2.3 KiB
Feedback loop
A general purpose tool to set up good feedback loops and share them with your team.
Features
Run feedback loops
Use the feedback
command to set up a feedback loop for your work.
For example, if you are working on a nix build, you might use this feedback loop:
feedback -- nix-build --no-out-link
Declarative feedback loops
You can declare feedback loops in the feedback.yaml
configuration file to share them with your team.

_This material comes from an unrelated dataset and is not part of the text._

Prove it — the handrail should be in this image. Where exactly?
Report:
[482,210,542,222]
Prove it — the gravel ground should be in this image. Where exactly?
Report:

For example, this gives you a ci.nix
-based feedback loop:
loops:
ci: nix-build ci.nix --no-out-link
Then you can just run this command, and not have to remember the full incantation:
feedback ci
To see the full reference of options of the configuration file, run feedback --help
.
CI Integration
When sharing feedback loops with team members, it is important that no one breaks another's workflow.
You can use feedback-test
to test out the feedback loops in a one-shot manner, so you can check that they still work on CI.
See feedback-test --help
for more details.
Comparison with other tools
feedback | steeloverseer | watchexec | entr | |
---|---|---|---|---|
Indication of command starting | ✔️ | ✔️ | C | C |
Indication of time | ✔️ | C | C | C |
Clear screen between feedback | ✔️ | C | C | ✔️ |
Gitignore-aware | 🚧 | ✖️ | ✔️ | ✖ |
Named feedback loops | ✔️ | ✖️ | ✖ | ✖ |
Configurable feedback loops | ✔️ | ✔️ | ✖ | ✖ |
Cancelling previous runs that aren't done yet | ✔️ | ✔️ | ✔️ | ✖ |
Long-form flags for every option | ✔️ | ✔️ | ✔️ | ✖ |
CI integration | ✔️ | C | C | C |
Indication of how long the loop took | ✔️ | C | C | C |
Shell integration (Commands with pipes "just work") | ✔️ | ✔️ | ✔️ | C |
- ✔️: Supported
- C: Possible but you have to write some code yourself
- 🚧: Under development
- ✖️: Not supported
- ?: I don't know.
Someday/maybe ideas
- I want to have a good idea of the current state of things:
- Is it blocking on CPU, on memory, on network?